Overcoming Sticky Business:  Worry, Rumination, and Bad Moods

Many people with anxiety or depression can benefit from treatment with a therapist skilled in mindfulness- or acceptance-based treatment.  Although mindfulness does not in itself resolve emotional disorders, it can raise our awareness of the role of irrational thinking in our emotional distress and help us to alter the processes that feed our pain and confusion.  Utilizing mindfulness-based techniques, a skillful therapist can help you abide with disturbing feelings rather than getting drawn into negativity; “unstick” your persistent worry or rumination; prevent bad moods from materializing; and even change long-standing tendencies to worry or brood your way into anxiety or depression

By mastering mindfulness techniques as part of therapy, people often find they become more able to focus and concentrate so they can keep from getting caught up in cloudy thinking.  Their mental flexibility increases, and they can develop a fuller perspective as they become more aware and accepting of the flow of their emotional feelings and the movement of their minds.
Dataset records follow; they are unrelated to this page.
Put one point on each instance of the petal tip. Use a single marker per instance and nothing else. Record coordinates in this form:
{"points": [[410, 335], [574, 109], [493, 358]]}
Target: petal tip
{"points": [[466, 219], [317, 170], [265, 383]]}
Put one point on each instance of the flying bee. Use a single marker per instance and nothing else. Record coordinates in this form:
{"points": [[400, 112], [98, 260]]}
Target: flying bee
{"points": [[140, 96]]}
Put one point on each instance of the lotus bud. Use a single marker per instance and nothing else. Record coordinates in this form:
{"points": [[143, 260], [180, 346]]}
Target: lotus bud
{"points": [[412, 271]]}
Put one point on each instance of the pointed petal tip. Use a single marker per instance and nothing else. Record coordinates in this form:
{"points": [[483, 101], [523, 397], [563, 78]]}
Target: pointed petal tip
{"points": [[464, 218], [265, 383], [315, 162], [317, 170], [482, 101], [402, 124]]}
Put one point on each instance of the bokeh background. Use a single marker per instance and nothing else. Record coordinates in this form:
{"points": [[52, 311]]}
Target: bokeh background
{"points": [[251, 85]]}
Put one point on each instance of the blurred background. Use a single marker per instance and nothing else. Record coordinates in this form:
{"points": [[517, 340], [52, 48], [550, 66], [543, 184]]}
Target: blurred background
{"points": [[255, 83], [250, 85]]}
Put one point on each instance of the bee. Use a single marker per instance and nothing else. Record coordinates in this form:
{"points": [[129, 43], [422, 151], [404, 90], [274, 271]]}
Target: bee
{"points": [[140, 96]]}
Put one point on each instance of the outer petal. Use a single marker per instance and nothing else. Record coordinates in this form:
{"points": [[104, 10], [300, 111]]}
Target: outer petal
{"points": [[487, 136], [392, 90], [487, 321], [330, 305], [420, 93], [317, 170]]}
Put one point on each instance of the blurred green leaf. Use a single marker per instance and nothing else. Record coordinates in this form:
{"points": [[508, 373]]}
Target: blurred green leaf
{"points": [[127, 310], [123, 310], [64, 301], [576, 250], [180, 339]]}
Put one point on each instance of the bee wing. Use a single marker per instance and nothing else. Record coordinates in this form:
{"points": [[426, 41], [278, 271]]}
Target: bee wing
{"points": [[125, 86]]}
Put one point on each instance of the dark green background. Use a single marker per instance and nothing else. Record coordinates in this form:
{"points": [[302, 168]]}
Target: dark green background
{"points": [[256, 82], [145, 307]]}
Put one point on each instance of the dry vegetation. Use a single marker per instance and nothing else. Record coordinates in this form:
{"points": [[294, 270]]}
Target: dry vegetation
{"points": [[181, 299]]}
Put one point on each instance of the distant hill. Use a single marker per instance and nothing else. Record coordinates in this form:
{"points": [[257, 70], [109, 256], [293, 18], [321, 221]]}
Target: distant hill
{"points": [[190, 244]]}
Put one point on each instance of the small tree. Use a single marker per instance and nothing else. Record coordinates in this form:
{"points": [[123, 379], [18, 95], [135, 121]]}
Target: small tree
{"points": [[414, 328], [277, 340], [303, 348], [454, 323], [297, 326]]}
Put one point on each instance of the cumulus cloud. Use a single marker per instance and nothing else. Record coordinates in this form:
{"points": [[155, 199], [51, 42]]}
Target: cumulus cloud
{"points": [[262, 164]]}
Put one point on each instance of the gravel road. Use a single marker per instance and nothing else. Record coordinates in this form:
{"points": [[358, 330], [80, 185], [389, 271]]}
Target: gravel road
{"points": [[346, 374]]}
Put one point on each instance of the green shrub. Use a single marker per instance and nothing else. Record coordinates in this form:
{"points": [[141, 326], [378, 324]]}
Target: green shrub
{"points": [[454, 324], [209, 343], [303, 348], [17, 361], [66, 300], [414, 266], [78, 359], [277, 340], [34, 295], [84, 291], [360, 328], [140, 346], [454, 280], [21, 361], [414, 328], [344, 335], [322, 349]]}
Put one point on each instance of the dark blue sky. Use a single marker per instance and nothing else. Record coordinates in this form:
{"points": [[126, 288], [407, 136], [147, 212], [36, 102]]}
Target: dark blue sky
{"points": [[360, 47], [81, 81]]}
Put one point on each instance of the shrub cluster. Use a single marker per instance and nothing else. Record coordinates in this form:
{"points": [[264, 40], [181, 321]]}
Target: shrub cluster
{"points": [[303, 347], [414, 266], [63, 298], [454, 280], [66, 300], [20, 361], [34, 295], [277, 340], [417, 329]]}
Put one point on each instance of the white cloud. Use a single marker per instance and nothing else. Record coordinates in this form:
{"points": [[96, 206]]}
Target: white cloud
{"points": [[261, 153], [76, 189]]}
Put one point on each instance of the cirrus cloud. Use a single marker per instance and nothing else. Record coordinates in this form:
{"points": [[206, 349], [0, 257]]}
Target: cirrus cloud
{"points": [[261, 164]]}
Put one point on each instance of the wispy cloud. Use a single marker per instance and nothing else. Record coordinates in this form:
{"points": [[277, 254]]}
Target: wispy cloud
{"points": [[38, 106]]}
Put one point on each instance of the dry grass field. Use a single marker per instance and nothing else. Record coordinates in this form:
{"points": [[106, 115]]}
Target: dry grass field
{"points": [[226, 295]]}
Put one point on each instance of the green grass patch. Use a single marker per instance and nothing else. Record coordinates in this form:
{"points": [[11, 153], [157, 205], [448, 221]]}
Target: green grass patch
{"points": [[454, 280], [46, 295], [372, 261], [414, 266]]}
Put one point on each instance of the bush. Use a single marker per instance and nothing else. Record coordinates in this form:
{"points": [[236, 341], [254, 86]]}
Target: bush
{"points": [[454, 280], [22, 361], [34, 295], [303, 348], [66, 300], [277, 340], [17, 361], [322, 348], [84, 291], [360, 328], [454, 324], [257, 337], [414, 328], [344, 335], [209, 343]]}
Mindfulness-based therapy with Mellinger

I have studied meditation and Buddhist psychology for a very long time and practiced meditation since 2007.  I’ve had long-standing curiosity and a measure of frustration about “the mind going around in circles” which has been linked to the strong, elemental role of “sticky thinking” in anxiety and depression.   Blends of over-thinking and intense, negative feelings are often at the very core of anxiety, worry, depression, and panic.  As a result, I’ve developed and integrated potent, evidence-supported mindfulness- and acceptance-based strategies for overcoming sticky thinking into psychotherapy for my clients with anxiety and mood disorders.
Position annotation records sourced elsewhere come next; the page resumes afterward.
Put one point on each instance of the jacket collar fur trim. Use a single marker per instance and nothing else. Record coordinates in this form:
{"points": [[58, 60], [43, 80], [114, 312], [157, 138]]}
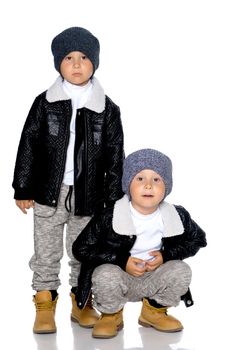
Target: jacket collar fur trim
{"points": [[123, 223], [95, 103]]}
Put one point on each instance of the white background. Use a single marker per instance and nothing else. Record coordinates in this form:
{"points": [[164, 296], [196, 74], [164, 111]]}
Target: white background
{"points": [[169, 66]]}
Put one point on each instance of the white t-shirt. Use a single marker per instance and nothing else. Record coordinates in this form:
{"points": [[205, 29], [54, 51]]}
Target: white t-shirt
{"points": [[149, 230], [79, 96]]}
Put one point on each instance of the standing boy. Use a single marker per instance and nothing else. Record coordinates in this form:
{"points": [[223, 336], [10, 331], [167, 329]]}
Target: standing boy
{"points": [[68, 166]]}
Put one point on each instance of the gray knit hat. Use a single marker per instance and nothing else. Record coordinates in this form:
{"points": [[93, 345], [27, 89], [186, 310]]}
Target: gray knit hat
{"points": [[75, 39], [147, 159]]}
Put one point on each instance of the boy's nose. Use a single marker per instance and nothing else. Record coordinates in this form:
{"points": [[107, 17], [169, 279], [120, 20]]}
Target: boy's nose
{"points": [[76, 63], [148, 185]]}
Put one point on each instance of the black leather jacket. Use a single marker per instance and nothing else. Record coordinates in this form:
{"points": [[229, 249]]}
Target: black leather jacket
{"points": [[98, 154], [106, 239]]}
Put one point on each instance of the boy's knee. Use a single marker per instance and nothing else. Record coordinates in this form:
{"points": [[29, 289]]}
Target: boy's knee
{"points": [[106, 273]]}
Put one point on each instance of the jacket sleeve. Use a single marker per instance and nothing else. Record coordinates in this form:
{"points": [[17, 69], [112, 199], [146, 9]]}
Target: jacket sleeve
{"points": [[114, 153], [186, 244], [23, 181], [97, 244]]}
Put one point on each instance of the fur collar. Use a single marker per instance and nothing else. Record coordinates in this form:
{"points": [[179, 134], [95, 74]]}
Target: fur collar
{"points": [[96, 103], [123, 223]]}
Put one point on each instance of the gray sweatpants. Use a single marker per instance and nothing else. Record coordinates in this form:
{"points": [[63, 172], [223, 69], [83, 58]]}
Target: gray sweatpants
{"points": [[112, 287], [49, 227]]}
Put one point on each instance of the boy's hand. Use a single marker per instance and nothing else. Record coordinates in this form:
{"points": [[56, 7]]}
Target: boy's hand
{"points": [[25, 204], [155, 262], [135, 267]]}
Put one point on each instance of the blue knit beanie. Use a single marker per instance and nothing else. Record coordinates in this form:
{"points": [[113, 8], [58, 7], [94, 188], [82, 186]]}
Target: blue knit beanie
{"points": [[147, 159], [75, 39]]}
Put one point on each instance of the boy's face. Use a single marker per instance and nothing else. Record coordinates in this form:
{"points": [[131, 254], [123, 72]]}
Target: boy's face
{"points": [[76, 68], [147, 190]]}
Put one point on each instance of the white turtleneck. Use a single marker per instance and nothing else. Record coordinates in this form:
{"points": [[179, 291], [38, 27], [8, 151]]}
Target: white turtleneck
{"points": [[149, 230], [79, 96]]}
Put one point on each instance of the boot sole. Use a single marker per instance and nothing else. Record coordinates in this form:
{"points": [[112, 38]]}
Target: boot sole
{"points": [[147, 324], [45, 331], [73, 319], [119, 328]]}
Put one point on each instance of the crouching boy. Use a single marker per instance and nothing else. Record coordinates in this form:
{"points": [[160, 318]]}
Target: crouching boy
{"points": [[135, 250]]}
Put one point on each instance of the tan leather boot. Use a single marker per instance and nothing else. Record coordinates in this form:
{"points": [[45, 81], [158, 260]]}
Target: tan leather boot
{"points": [[85, 317], [158, 318], [45, 312], [108, 325]]}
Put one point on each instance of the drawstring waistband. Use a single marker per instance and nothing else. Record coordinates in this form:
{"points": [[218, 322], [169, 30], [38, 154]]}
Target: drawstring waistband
{"points": [[68, 199]]}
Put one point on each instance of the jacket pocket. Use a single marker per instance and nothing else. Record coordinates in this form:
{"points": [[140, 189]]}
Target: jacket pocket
{"points": [[44, 211]]}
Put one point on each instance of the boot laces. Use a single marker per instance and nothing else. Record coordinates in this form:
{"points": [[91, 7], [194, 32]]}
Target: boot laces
{"points": [[46, 305]]}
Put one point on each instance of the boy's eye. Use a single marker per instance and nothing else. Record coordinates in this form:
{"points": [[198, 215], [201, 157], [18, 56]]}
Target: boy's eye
{"points": [[139, 178]]}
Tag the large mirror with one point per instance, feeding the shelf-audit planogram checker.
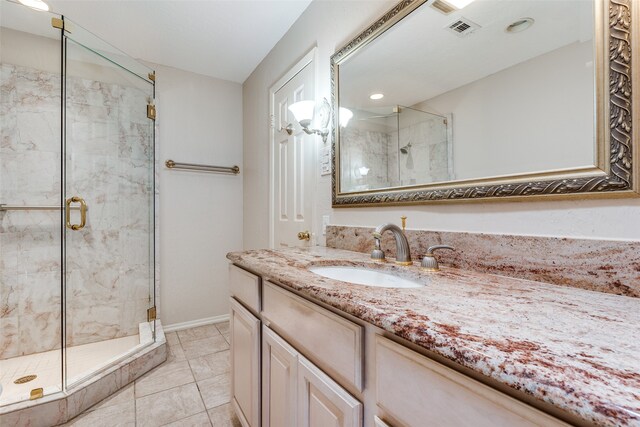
(485, 99)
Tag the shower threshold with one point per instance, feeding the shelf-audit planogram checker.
(82, 361)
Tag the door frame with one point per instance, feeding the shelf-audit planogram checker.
(309, 58)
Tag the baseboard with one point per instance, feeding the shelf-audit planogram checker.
(193, 323)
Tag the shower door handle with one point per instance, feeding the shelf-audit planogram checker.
(83, 213)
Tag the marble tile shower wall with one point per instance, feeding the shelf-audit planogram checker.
(366, 148)
(427, 160)
(108, 150)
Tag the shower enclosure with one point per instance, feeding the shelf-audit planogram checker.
(77, 276)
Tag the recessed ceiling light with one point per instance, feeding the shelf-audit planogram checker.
(459, 4)
(35, 4)
(520, 25)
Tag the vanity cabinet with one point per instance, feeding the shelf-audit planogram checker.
(279, 381)
(245, 364)
(296, 363)
(296, 393)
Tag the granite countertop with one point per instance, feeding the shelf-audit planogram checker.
(575, 349)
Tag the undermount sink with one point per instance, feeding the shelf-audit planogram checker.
(365, 276)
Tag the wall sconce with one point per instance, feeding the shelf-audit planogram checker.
(308, 112)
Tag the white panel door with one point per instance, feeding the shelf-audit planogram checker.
(279, 381)
(293, 163)
(322, 402)
(245, 365)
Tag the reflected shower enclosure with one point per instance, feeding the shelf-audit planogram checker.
(77, 257)
(394, 146)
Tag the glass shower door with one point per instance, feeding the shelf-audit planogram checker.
(30, 227)
(109, 204)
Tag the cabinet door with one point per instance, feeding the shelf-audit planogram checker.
(322, 402)
(245, 365)
(279, 381)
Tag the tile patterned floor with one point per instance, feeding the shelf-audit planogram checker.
(190, 389)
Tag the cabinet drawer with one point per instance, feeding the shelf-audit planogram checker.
(416, 390)
(245, 287)
(330, 341)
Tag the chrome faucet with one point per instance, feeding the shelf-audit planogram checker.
(403, 253)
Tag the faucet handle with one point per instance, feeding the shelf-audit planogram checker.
(429, 262)
(433, 248)
(378, 253)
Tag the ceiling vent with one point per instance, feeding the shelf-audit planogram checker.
(462, 27)
(443, 7)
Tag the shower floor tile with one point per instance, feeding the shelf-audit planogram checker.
(178, 401)
(81, 361)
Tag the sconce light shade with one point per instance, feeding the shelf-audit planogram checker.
(303, 111)
(345, 116)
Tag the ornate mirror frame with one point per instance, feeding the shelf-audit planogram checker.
(616, 173)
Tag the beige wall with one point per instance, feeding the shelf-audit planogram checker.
(329, 24)
(199, 121)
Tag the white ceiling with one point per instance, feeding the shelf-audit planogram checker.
(419, 59)
(226, 39)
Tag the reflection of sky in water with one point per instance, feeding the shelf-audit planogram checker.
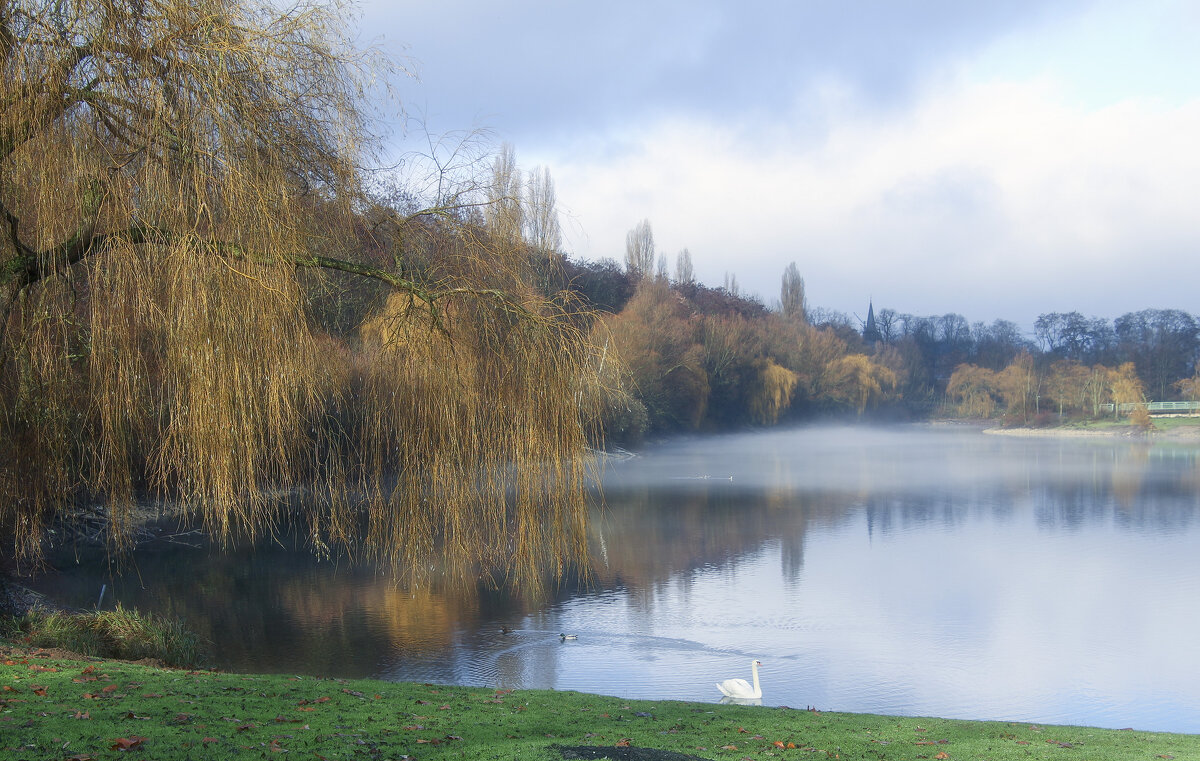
(929, 571)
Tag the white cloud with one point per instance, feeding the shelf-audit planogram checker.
(993, 199)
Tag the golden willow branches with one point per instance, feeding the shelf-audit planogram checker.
(167, 167)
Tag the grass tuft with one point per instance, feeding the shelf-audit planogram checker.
(121, 633)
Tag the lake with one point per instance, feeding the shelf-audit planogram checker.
(921, 570)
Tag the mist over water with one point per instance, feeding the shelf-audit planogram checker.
(910, 570)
I’ve had training in both mindfulness-based treatment for anxiety disorders and MBCT (Mindfulness-based Cognitive Therapy) for depression and anxiety.  The intensive anxiety workshop I’ve developed and implemented at Kaiser Permanente Behavioral HealthCare in Reseda is a rich interweaving of traditional CBT with mindfulness- and acceptance-based techniques that has helped many people reduce their anxiety and engage more fully in what they care about the most.
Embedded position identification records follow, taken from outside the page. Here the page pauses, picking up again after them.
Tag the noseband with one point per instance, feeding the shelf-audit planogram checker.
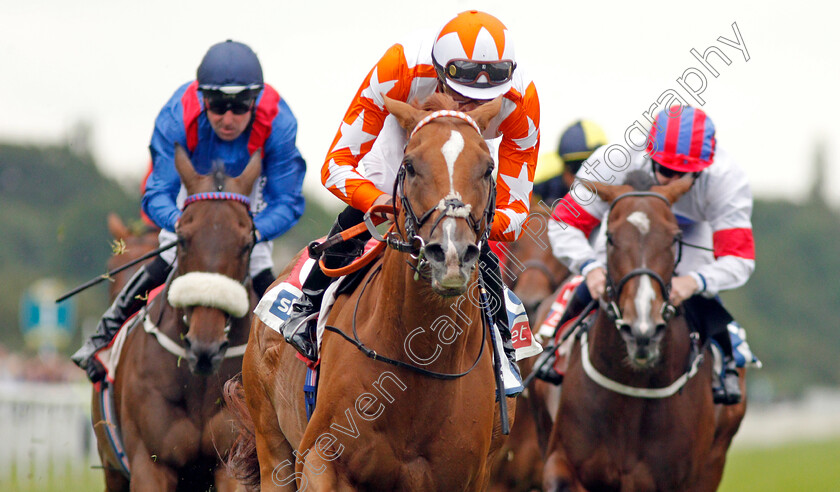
(449, 206)
(613, 290)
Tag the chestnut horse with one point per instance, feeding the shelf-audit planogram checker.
(385, 427)
(129, 245)
(168, 410)
(636, 410)
(534, 275)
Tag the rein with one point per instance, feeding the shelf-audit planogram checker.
(375, 356)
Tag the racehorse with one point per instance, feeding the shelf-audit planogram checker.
(534, 274)
(129, 245)
(636, 410)
(396, 427)
(173, 427)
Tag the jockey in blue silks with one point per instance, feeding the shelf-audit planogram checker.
(224, 115)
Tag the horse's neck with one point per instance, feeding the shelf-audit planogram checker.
(426, 323)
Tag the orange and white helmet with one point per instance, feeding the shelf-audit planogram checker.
(473, 55)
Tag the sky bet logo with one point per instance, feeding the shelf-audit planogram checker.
(282, 306)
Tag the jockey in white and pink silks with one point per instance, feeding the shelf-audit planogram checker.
(714, 214)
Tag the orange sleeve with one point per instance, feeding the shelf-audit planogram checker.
(360, 127)
(518, 153)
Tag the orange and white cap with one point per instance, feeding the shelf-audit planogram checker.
(473, 54)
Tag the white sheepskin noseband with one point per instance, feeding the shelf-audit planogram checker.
(211, 290)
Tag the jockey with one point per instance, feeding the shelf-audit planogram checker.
(470, 59)
(714, 213)
(225, 115)
(577, 142)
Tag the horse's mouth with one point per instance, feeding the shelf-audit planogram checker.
(448, 290)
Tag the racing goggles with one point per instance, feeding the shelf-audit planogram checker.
(667, 173)
(467, 72)
(221, 104)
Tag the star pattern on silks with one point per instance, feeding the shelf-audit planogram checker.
(353, 136)
(520, 187)
(531, 139)
(377, 89)
(338, 177)
(517, 219)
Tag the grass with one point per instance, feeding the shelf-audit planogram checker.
(82, 479)
(811, 467)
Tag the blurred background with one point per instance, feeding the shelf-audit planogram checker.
(83, 83)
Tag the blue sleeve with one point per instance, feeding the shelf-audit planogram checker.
(284, 169)
(159, 200)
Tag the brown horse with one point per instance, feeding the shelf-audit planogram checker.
(129, 245)
(636, 411)
(168, 408)
(534, 274)
(377, 426)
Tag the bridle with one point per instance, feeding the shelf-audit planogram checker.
(613, 290)
(450, 206)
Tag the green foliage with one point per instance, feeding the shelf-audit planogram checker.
(800, 466)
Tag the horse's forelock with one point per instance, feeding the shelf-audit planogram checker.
(438, 101)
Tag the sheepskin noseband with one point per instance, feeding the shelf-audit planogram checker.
(211, 290)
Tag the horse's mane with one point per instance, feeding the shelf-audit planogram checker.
(438, 101)
(639, 180)
(219, 175)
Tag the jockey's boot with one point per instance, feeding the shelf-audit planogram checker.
(545, 363)
(128, 301)
(727, 388)
(262, 281)
(299, 329)
(493, 282)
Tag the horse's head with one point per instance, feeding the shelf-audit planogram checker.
(446, 176)
(641, 236)
(215, 238)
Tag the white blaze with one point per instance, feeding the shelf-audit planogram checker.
(641, 221)
(645, 296)
(451, 150)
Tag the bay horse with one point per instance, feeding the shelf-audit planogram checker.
(129, 244)
(168, 408)
(384, 427)
(636, 410)
(532, 272)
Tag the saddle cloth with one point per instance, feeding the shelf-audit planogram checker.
(275, 308)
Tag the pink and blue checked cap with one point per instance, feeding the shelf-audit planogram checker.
(683, 139)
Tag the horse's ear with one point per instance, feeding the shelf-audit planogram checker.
(243, 183)
(484, 113)
(406, 114)
(185, 168)
(675, 189)
(606, 192)
(117, 227)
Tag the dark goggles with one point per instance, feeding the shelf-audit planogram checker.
(667, 172)
(467, 72)
(223, 105)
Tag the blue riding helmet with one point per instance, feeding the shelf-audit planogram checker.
(230, 67)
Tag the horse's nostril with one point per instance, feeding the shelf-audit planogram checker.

Long-term mindfulness practice

To become skillful at mindfulness or insight meditation, engage in practice for at least 10 or 15 minutes a day over months or years. Consider learning meditation from a teacher.  Longer-term meditation can enable us to realize through direct experience that passing thoughts and feelings needn’t forever define us nor constrict our activities and joy of living.  In concert with compassion and wisdom, mindfulness is a powerful means of easing emotional distress by keeping different wholesome states of mind in balance and working in harmony, clearing our bouts with mental confusion, and contributing to thinking wisely (Goldstein, 2002).

Mindfulness-based self-help

If you prefer, you could learn the practice of “mindfulness-based self-help”, either by practicing breathing meditation (samatha) or open awareness (vipassana) meditation from a book or CDs or online instructions.  A couple of sources that I recommend are the Insight Meditation Society’s site, www.dharma.com or UCLA Mindful Awareness Research Center site at marc.ucla.edu.  Another route is to utilize one of the excellent, evidenced-based mindfulness psychotherapy self- help books – The Mindful Way through Depression or The Mindful Way through Anxiety – both of which instruct readers in cognitive-behavioral therapy integrated with mindfulness meditation that’s aimed at coping with emotional distress.

References

“Knowing things as they are”.  A. Munindra, personal communication, cited in Joseph Goldstein (2002), One Dharma: The Emerging Western Buddhism.

Definition of mindfulness – Jon Kabat-Zinn ( 2005), Coming to Our Senses: Healing Ourselves and the World Through Mindfulness.

Prevalence of meditators statistic, NCCAM (2007), Meditation: An Introduction: “Uses of Meditation for Health in the United States”. nccam.nih.gov.

Benefits of becoming skilled at mindfulness – Goldstein, 2002 – see above.